The craft of a film or TV show encompasses more than the words of its script. Some of the most obvious avenues of appeal on the basis of craft would include aspects such as the acting and direction; the visual design including sets, costumes, and special effects; and cinematography. There are plenty of other aspects to film production too, but I think these are probably the ones most likely to provide significant appeal. That is, I’ve never heard anyone tell me: ‘you’ve just got to see this film! The sound effects are incredible!’ However, if you know that really good foley is one of the things that you admire in a film, you should certainly consider that aspect when assessing why you liked or did not like a particular movie.

Acting and direction

I don’t follow many actors or directors; it’s quite common for me not to even know the names of stars who appeared in a movie I’ve just seen. It’s just not something to which I’ve ever paid much attention. I actually believe that most acting and direction in most professional productions is really rather good. If you don’t believe me, I suggest a trip to the local amateur theatre or watching some fan films on YouTube. There’s sometimes gold there, true, but I usually find that it recalibrates my expectations of even the most modest professional performances. If I had to define litmus tests for the kinds of performances I like, the most important one would be the degree to which I’m conned into thinking that the person on the screen is who they say they are and that I forget I’m watching a performance. Really compelling performances like this can certainly make me interested in characters and situations about which I might not otherwise care. Two films that I liked a lot more than I expected to were Taxi Driver and American Beauty, both because of performances that I really enjoyed watching.

Visual design

I honestly can’t think of a film or TV show where the visual design (including special effects) has led me to like something that I otherwise wouldn’t have liked anyway. The closest I can come is the couple of episodes I watched of Mad Men or Boardwalk Empire were so beautiful that they almost lured me in, but in neither case was it quite enough to make me want to follow either series. I know I’m drawn to sumptuous period pieces like Cyrano de Bergerac, La Reine Margot, The Duchess, or Master and Commander, but these are films with high appeal due to their settings anyway.

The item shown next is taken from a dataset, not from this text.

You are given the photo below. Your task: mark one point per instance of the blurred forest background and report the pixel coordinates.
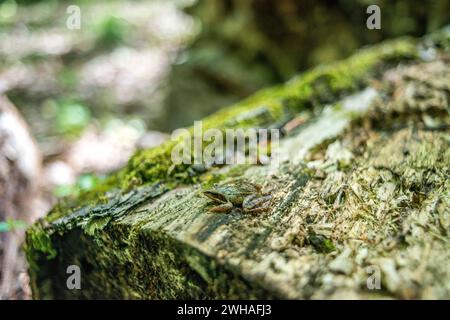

I’m interested in the technology of special effects, but they are not a strong source of appeal for me. I can take them or leave them, and at most, they add appeal to films that would have appealed to me anyway.


It’s not an original observation, but I find some films are so beautiful to look at that I’d blow up just about any frame and hang it on the wall. 2001: A Space Odyssey is like that for me, but that’s a film with very strong appeal for me from other directions. I’ve also enjoyed wild landscapes like Atanarjuat and... a Japanese film whose name I can’t remember right now (one word, starts with ‘S’) [edit—I have since recalled it was Naomi Kawase’s Suzaku] but whose bamboo forests are as vivid in my mind’s eye as when I saw the film over ten years ago.

Lack of craft

Craft is not a strong source of appeal for me, and poor craft will rarely be an obstacle to my liking something that appeals to me for other reasons. And complete incompetence is likely to provide its own perverse appeal to me as well.